Performance of fish-habitat classifiers based on derived predictors from a coupled biophysical model

2018 
Abstract Fish habitat models based on remotely-sensed data may be limited by satellite coverage and availability. We compared the fit and predictive power of Random Forest habitat classifiers that were developed using predictors derived from a coupled biophysical model (i.e., modeled predictors) versus similar classifiers that used remotely-sensed satellite data for two data sets (eggs and adults) and four species that occur widely in the California Current system. When tested on independent data, classifiers of spawning habitat that used derived predictors (derived classifiers) had nearly identical accuracies (0–2% difference) to similar classifiers based on satellite data (satellite classifiers). Accuracies of derived classifiers of adult habitat were within −8% to +7% of comparable satellite classifiers. Accuracies of both types of classifiers on test data were much greater for Northern anchovy Engraulis mordax and Pacific hake Merluccius productus (0.75–0.97) than for jack mackerel Trachurus symmetricus and Pacific sardine Sardinops sagax (0.61–0.72), and generally were greater for classifiers of spawning habitat than for adult habitat.
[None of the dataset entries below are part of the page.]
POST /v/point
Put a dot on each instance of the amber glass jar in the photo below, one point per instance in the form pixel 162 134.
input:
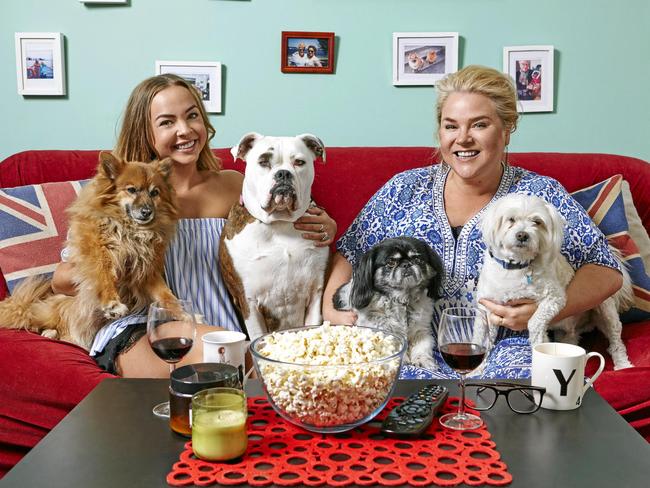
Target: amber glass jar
pixel 191 379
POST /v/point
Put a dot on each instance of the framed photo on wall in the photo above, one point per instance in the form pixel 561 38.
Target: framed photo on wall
pixel 205 76
pixel 531 67
pixel 307 52
pixel 40 65
pixel 422 58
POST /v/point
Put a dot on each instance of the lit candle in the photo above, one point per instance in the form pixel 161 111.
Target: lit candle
pixel 219 424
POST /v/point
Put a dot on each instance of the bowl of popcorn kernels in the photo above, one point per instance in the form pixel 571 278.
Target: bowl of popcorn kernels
pixel 328 378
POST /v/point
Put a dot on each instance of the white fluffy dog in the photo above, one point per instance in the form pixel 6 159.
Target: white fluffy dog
pixel 523 235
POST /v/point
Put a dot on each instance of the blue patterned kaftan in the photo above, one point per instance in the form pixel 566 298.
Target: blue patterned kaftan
pixel 411 204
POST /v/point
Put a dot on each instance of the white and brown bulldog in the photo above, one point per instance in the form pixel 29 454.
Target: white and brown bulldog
pixel 275 277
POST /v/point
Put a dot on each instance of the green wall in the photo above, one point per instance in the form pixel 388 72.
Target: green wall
pixel 602 68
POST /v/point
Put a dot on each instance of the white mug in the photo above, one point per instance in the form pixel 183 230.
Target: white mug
pixel 560 368
pixel 225 346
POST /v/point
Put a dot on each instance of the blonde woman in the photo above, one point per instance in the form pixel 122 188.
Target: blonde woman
pixel 442 204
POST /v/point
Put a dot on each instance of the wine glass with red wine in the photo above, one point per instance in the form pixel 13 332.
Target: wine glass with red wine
pixel 171 329
pixel 463 345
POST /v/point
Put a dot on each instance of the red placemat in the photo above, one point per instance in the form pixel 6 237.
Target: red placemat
pixel 280 453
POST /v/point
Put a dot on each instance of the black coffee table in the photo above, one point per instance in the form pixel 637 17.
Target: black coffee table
pixel 111 439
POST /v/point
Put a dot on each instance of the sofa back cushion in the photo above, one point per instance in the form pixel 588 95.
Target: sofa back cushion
pixel 33 227
pixel 605 205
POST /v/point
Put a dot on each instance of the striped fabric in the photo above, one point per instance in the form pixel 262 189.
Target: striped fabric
pixel 604 204
pixel 192 273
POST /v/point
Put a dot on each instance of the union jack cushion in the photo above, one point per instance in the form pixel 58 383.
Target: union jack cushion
pixel 33 227
pixel 604 203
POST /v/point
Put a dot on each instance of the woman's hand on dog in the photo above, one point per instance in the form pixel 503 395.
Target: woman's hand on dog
pixel 514 315
pixel 318 226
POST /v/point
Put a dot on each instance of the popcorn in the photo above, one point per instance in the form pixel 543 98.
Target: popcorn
pixel 335 374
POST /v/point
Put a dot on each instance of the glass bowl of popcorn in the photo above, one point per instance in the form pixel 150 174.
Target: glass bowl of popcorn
pixel 328 378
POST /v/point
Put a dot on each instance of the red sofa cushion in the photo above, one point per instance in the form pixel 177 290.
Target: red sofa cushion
pixel 42 380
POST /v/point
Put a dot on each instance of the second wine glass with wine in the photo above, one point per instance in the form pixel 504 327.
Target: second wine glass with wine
pixel 171 330
pixel 463 346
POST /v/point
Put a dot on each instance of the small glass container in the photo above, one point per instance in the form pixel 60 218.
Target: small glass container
pixel 191 379
pixel 219 424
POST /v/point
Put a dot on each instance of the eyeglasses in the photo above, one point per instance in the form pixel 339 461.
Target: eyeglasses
pixel 520 398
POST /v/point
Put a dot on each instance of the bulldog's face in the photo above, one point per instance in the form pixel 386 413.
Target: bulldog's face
pixel 279 174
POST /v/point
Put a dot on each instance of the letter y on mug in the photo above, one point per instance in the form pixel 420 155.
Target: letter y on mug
pixel 560 368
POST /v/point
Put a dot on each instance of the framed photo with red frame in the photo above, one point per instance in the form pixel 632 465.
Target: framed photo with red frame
pixel 307 52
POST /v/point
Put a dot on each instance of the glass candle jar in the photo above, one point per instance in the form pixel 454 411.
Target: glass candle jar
pixel 191 379
pixel 219 424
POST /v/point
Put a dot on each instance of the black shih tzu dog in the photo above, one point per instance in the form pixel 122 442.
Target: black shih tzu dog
pixel 393 288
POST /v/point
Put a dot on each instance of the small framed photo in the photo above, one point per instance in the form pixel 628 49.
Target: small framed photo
pixel 40 66
pixel 205 76
pixel 531 67
pixel 423 58
pixel 307 52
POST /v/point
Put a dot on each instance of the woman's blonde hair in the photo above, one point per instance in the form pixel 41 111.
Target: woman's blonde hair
pixel 489 82
pixel 136 141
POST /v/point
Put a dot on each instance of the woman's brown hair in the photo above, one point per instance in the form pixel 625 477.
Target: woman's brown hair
pixel 136 144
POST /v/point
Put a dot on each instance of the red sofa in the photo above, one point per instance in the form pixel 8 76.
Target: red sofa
pixel 43 379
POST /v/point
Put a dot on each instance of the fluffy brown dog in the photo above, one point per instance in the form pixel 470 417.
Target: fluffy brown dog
pixel 120 226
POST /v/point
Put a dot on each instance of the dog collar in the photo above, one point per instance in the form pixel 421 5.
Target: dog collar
pixel 510 264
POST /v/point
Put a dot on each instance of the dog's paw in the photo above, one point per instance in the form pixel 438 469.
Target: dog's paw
pixel 50 333
pixel 114 310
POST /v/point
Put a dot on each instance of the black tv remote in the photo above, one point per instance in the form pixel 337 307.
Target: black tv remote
pixel 412 417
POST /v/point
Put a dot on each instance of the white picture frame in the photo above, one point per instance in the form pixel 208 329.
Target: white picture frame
pixel 535 91
pixel 205 76
pixel 40 63
pixel 423 58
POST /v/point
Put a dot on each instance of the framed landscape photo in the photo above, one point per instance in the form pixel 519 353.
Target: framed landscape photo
pixel 307 52
pixel 422 58
pixel 40 66
pixel 531 67
pixel 205 76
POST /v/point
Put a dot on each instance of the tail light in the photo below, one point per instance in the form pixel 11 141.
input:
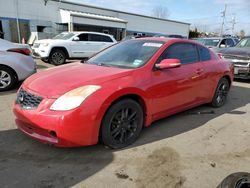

Specificity was very good for both types of classifiers, but sensitivity was poor, because classifiers identified potential habitat which was not fully occupied. Adults of all species used a broader range of habitat conditions during summer than during the spring spawning period. Derived classifiers have some advantages over satellite classifiers; they are not limited by cloud cover and they can make predictions in near real-time or the short-term future. However, there was no consistent improvement in the accuracy of derived predictors that included modeled zooplankton concentrations over comparable satellite classifiers that included reflectance/chlorophyll concentration.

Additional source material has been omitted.